I was born in the alight aftermath of Iranian Revolution which was mostly the political aftermath in the US with the lingering hostage situation and the recent election of Ronald Reagan. Culturally, I think I knew of and understood Iran entirely through Naked Gun and The Simpsons. I now know a lot of the specific history of the revolution, but that has come in disparate ways here and there. It’s interesting because one of the results of it is a partial closing off of the country to outsiders, but also, like most things, I get interested in topics in ancillary ways like here. I picked up this book because of an obituary that Margaret Atwood wrote in her recent collection of nonfiction, which was originally published when Ryszard Kapuściński died in 2007. I hadn’t heard of him before.
The book is a series of reportage from Iran in the immediate after of the revolution, with a slight focus on the history of the Shah and his family in particular. But the method is fractured, beginning first with a scene of being locked up in a hotel room as a Western reporter, which seems to capture the isolation and control. Next, the author ruminates and analyzes a series of documents like photographs and reports and memos that allow him some time to share and reflect on the experiences of being in the country. It ends with an analysis of the Shah’s vision for the country upon returning, and the almost immediate overthrow.

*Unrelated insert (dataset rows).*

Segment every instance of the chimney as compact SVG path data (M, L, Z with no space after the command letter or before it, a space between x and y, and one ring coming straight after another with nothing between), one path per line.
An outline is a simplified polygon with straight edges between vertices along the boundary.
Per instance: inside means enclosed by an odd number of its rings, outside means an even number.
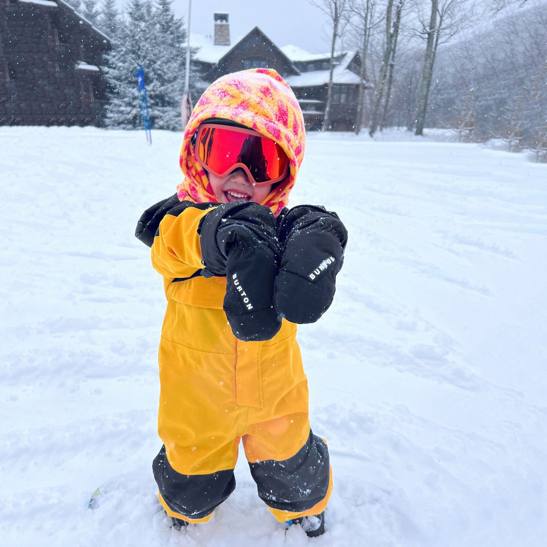
M230 45L229 13L217 11L214 14L214 45Z

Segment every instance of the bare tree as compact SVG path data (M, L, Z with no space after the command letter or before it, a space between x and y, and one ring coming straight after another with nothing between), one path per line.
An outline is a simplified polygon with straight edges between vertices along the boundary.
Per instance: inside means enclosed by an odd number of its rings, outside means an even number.
M342 22L348 7L348 0L309 0L312 5L318 8L330 18L333 25L333 33L330 42L330 63L329 73L329 84L327 91L327 103L323 117L321 131L330 129L330 106L333 101L333 78L334 72L334 55L336 52L336 40L341 34L341 24Z
M431 85L431 77L433 73L434 57L433 50L437 34L437 12L439 10L439 0L431 0L431 16L429 27L426 30L427 36L427 45L426 46L426 59L423 63L422 73L422 83L420 88L420 99L418 104L418 113L416 121L415 135L423 134L423 126L426 122L426 109L427 108L427 98Z
M381 131L383 131L386 129L386 124L387 123L387 109L389 105L389 98L391 97L391 87L393 83L393 69L395 67L395 55L397 51L399 31L401 27L401 15L403 13L404 3L405 0L399 0L395 9L395 22L393 24L392 33L393 48L391 52L391 59L389 61L389 74L387 78L387 90L386 91L386 100L383 104L383 115L382 116L382 123L380 126Z
M423 133L427 102L439 46L446 43L463 28L472 24L475 11L474 0L430 0L430 2L429 24L426 25L421 13L420 0L414 0L421 27L417 31L417 33L427 40L416 121L416 135Z
M380 75L378 77L378 82L376 83L374 93L374 106L370 118L370 125L369 127L369 135L371 137L374 135L378 127L380 108L382 103L382 97L383 96L386 76L387 74L387 69L391 59L391 53L393 46L393 34L391 28L393 2L394 0L387 0L387 5L386 8L386 47L384 49L382 66L380 67Z
M363 109L364 104L365 83L366 81L366 62L369 44L373 31L380 24L376 19L377 0L350 0L348 17L350 24L359 37L361 67L359 73L359 97L355 120L355 132L358 135L363 126Z

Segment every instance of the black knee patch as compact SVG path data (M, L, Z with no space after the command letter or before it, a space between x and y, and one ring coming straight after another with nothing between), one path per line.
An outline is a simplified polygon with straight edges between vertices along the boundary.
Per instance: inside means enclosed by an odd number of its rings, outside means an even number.
M306 444L292 457L249 463L258 495L267 505L302 513L324 499L329 488L329 451L311 430Z
M182 475L167 461L165 445L152 463L154 478L161 497L174 513L188 519L203 519L234 491L233 469L207 475Z

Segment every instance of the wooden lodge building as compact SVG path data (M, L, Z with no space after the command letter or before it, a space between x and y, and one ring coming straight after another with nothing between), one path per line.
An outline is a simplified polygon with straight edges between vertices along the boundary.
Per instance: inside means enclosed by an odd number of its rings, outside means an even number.
M97 125L110 47L64 0L0 0L0 125Z
M306 129L320 129L327 102L330 54L313 55L293 45L278 48L258 27L232 45L229 17L226 13L215 13L213 34L192 34L191 45L199 48L193 62L203 79L210 83L230 72L274 68L294 91ZM357 113L360 57L358 53L344 51L335 56L334 63L330 129L351 131Z

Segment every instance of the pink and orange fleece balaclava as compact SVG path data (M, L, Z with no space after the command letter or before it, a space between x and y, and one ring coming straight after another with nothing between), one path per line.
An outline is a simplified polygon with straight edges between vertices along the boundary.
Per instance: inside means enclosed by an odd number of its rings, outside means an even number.
M273 139L285 151L289 176L262 203L278 214L287 205L306 145L304 118L292 90L271 68L234 72L211 84L197 101L184 131L179 160L184 180L177 188L181 201L217 201L207 173L195 160L191 142L200 124L211 118L242 124Z

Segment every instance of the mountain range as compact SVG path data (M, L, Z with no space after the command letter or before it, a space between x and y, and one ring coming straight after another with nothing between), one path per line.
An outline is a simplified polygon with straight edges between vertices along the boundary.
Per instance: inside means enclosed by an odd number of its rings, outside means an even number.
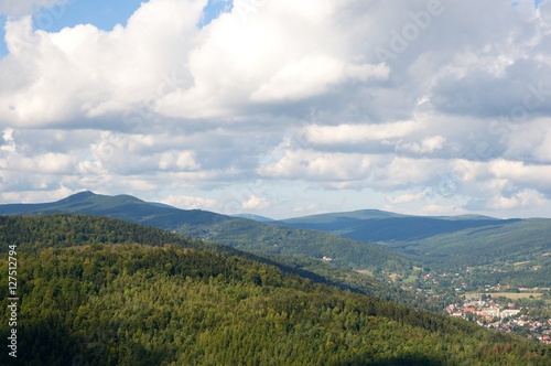
M400 272L551 260L551 219L487 216L410 216L377 209L283 220L180 209L130 195L82 192L42 204L0 205L0 215L87 214L150 225L263 254L323 259L355 270Z
M18 299L0 299L11 309L0 313L11 327L0 336L15 340L2 365L516 366L551 357L519 336L114 218L0 216L0 252L21 265L10 274ZM0 277L4 289L12 281Z

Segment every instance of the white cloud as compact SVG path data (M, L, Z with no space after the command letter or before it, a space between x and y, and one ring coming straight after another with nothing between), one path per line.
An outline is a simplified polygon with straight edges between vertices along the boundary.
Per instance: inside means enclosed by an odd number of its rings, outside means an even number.
M263 208L267 208L269 206L270 206L270 203L268 202L268 200L262 198L262 197L258 197L256 195L251 195L249 200L241 203L241 207L244 209L252 209L252 211L263 209Z
M217 202L216 200L203 198L203 197L193 197L193 196L182 196L182 195L170 195L165 197L162 203L168 205L184 208L184 209L194 209L201 208L210 211L216 208Z
M53 3L3 1L0 11ZM10 18L2 197L90 189L162 200L162 187L207 208L225 187L264 179L268 191L320 191L284 204L239 195L235 209L318 211L325 190L366 205L364 193L377 192L381 205L418 213L543 209L547 1L442 1L423 26L411 14L428 11L425 0L236 2L198 29L206 3L151 0L111 31L34 31L32 18ZM377 47L395 56L381 64ZM206 201L177 198L188 189Z
M324 56L305 56L283 66L251 95L257 101L296 100L329 92L344 82L385 79L386 65L352 65Z
M397 144L397 151L408 150L415 153L433 153L434 151L441 150L444 147L446 139L442 136L432 136L424 138L421 143L411 142Z
M380 125L309 126L304 136L315 144L361 143L369 140L386 140L408 136L422 126L415 121Z
M392 205L399 205L403 203L411 203L426 198L425 192L420 193L406 193L396 197L388 196L387 201Z

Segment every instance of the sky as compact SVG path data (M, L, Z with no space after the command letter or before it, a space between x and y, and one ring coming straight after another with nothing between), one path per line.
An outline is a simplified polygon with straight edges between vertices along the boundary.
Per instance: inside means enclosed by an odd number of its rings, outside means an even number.
M551 217L551 1L0 0L0 203Z

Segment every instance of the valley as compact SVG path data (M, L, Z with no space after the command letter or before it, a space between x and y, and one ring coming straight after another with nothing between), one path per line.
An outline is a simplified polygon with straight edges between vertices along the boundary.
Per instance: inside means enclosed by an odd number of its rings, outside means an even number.
M60 216L67 214L72 216ZM51 247L68 250L75 245L95 248L98 244L104 246L98 247L100 251L106 249L106 244L179 245L182 239L176 237L187 237L186 248L247 258L324 286L442 314L439 316L477 322L475 326L518 334L543 345L549 342L549 219L407 217L363 211L273 222L266 217L249 216L255 219L248 219L185 211L128 195L104 196L91 192L51 204L0 205L0 215L29 217L34 230L61 225L61 229L54 230L55 235L42 233L42 237L26 238L29 244L23 248L33 255ZM121 232L121 224L101 222L111 226L104 226L100 232L90 228L89 225L96 225L95 220L101 217L133 223L126 226L140 224L172 233L162 232L166 234L161 235L160 241L158 234L133 240L130 238L137 226ZM13 223L15 226L8 225L12 236L4 237L3 243L23 240L22 233L29 232L21 220ZM358 233L371 233L371 236ZM388 239L390 233L396 234L392 240L380 240ZM165 236L172 239L166 241ZM378 240L370 241L376 238ZM260 276L255 281L264 280ZM533 293L525 295L526 289ZM476 310L482 315L465 312L476 297L479 301L484 299L485 305L493 301L503 310L518 310L515 314L518 316L486 319L484 305Z

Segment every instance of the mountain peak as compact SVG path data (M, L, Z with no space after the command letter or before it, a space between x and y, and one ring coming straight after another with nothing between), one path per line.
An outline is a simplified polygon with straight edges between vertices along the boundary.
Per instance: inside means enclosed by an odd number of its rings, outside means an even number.
M78 192L78 193L75 193L73 195L69 195L68 197L65 197L65 198L61 200L60 202L65 202L65 203L80 202L80 201L85 201L85 200L88 200L89 197L94 197L94 196L97 196L97 194L95 194L91 191L83 191L83 192Z

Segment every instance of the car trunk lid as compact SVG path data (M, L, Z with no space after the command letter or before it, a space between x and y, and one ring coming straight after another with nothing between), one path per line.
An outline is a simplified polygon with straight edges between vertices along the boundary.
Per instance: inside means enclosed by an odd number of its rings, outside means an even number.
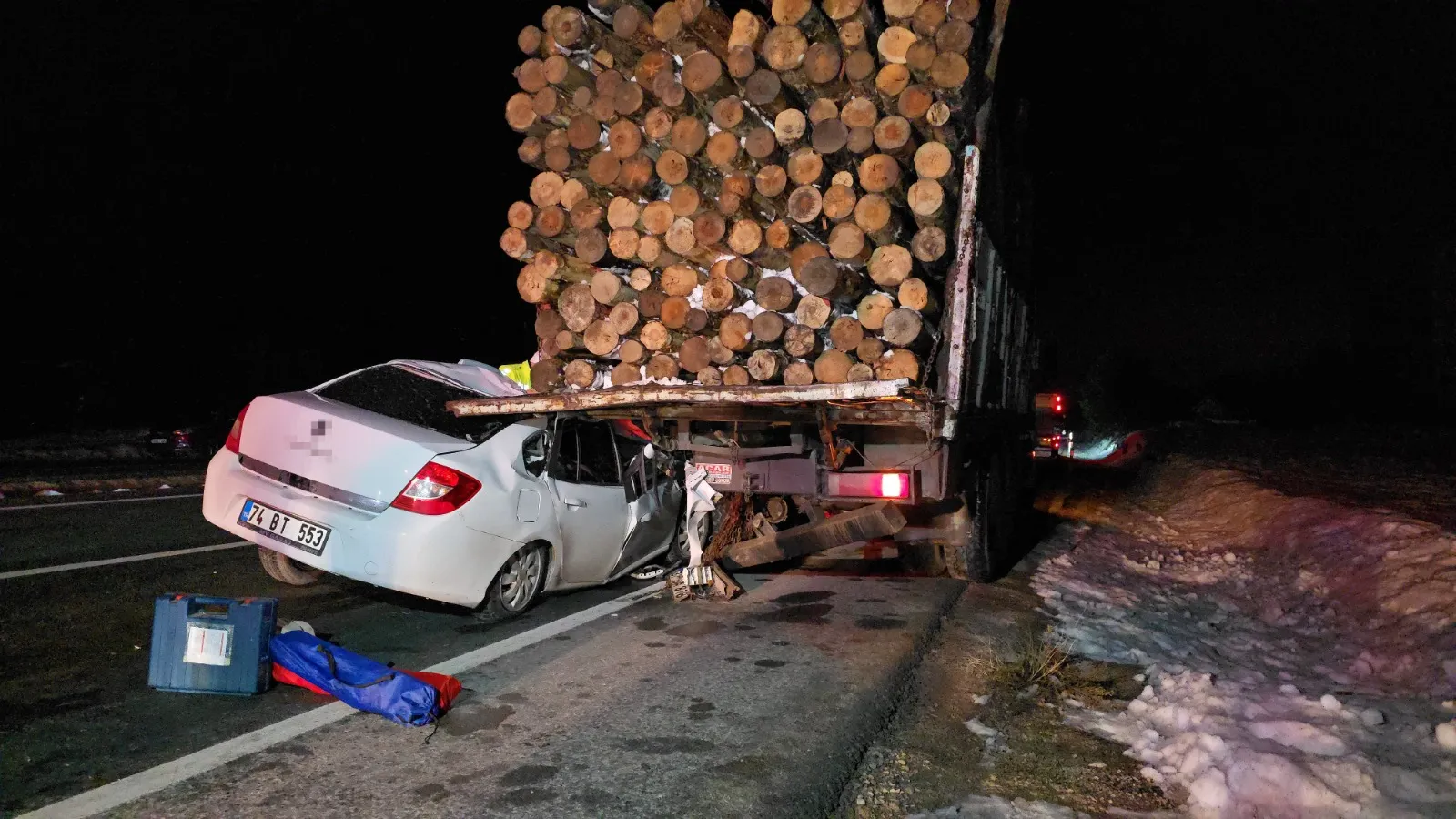
M469 440L361 407L290 392L253 399L240 449L245 459L272 468L258 471L271 472L275 479L379 512L431 458L472 446ZM358 495L358 501L349 503L347 495Z

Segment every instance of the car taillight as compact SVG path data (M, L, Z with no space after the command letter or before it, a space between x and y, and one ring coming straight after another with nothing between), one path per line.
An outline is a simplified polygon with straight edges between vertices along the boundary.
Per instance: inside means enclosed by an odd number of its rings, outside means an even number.
M480 481L459 469L431 461L415 472L405 490L395 498L395 509L416 514L444 514L464 506L480 491Z
M910 497L909 472L830 472L826 494L830 497Z
M242 455L243 452L243 418L248 418L248 407L250 404L245 404L242 411L237 412L237 420L233 421L233 428L227 431L227 440L223 442L223 449L233 455Z

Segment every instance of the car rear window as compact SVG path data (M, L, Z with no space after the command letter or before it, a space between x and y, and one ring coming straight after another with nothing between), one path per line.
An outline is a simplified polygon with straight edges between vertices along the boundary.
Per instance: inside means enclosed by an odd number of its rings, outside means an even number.
M320 388L316 395L470 443L480 443L518 420L515 415L456 418L446 410L447 401L480 396L396 364L354 373Z

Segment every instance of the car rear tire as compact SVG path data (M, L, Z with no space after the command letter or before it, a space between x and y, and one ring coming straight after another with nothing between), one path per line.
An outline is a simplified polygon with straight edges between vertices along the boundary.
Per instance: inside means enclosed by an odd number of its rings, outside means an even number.
M496 622L524 614L540 597L549 564L550 551L546 544L521 546L507 558L505 565L491 580L485 603L476 611L476 618Z
M310 586L323 576L322 568L309 568L288 555L278 554L266 546L258 546L258 563L264 564L264 571L278 583L288 586Z

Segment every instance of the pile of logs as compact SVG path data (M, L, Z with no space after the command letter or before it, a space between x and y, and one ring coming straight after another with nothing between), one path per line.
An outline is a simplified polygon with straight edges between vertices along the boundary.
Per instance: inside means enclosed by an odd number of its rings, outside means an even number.
M926 375L978 0L553 6L507 122L501 249L537 392Z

The book does not capture the history and I think that this would more or less be impossible, or worse, unsatisfying. One of the aspects of authoritarianism is the erasure and freezing of history, usually in theory as a way of restarting history or rewriting it, but in a state of terror (or to use Carl Schmitt, a state of exception) time only exists as an eternal present. So while the past is informative, it basically is erased to make way for the new present, and of course, the future is nonexistent (or as Masha Gessen says “the future is history”).